Hugh Van Cuylenburg sur sa mère et son mariage

Hugh Van Cuylenberg est un écrivain et podcasteur surtout connu comme le fondateur de The Resilience Project. L’homme de 42 ans parle d’apprendre à soutenir ses proches dans les moments difficiles, pourquoi sa mère est son mentor et son mariage.

«Maman a toujours validé ce que je ressentais. Elle m’aiderait à trouver l’émotion qui se cache derrière un problème et à travailler à la solution.Crédit:Tina Smigelski

À ce jour, ma grand-mère paternelle, June est la personne qui m’a le plus fait rire. Elle m’a appelé « Hugh Boy » avec son bel accent sri-lankais. Elle était pleine de blagues et oubliait souvent la punchline, mais cela n’avait pas d’importance.

Mamie séduit notre famille avec ses currys, mais mon truc préféré était la glace à la vanille qu’elle m’a donnée, ainsi qu’à mes jeunes frères et sœurs, Georgia et Josh, après. C’était toujours à moitié fondu, car son congélateur ne fonctionnait pas correctement, mais nous étions tellement excités.
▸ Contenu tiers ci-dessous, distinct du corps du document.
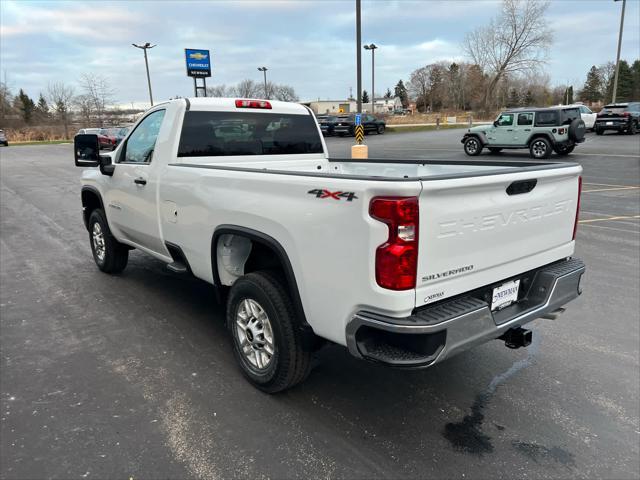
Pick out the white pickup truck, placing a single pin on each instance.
(404, 262)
Elle m’a montré à quoi ressemblait et ressentait l’amour inconditionnel.

Ma grand-mère maternelle, Joan, était un peu plus formelle mais je savais qu’elle m’aimait parce que les siens sont toujours les câlins les plus chaleureux que j’ai eus. C’était une cuisinière extraordinaire et je joue souvent des personnages différents quand je mets mes enfants – Benji, 6 ans, Elsie, 3 ans et Patrick, 10 mois – au lit. L’une s’appelle Cook-a-Roast Joan en l’honneur de ses dîners rôtis.

Ma mère, Elisabeth, est enseignante, mais elle est aussi mon mentor et mon enseignante la plus ancienne dans la vie. Elle est farouchement intelligente et reste une mère engagée et inspirante. Grâce à ses vérifications émotionnelles constantes et aimantes, elle m’a appris le super pouvoir de l’intelligence émotionnelle. Elle m’a montré comment se présenter pour les gens quand ils ont du mal.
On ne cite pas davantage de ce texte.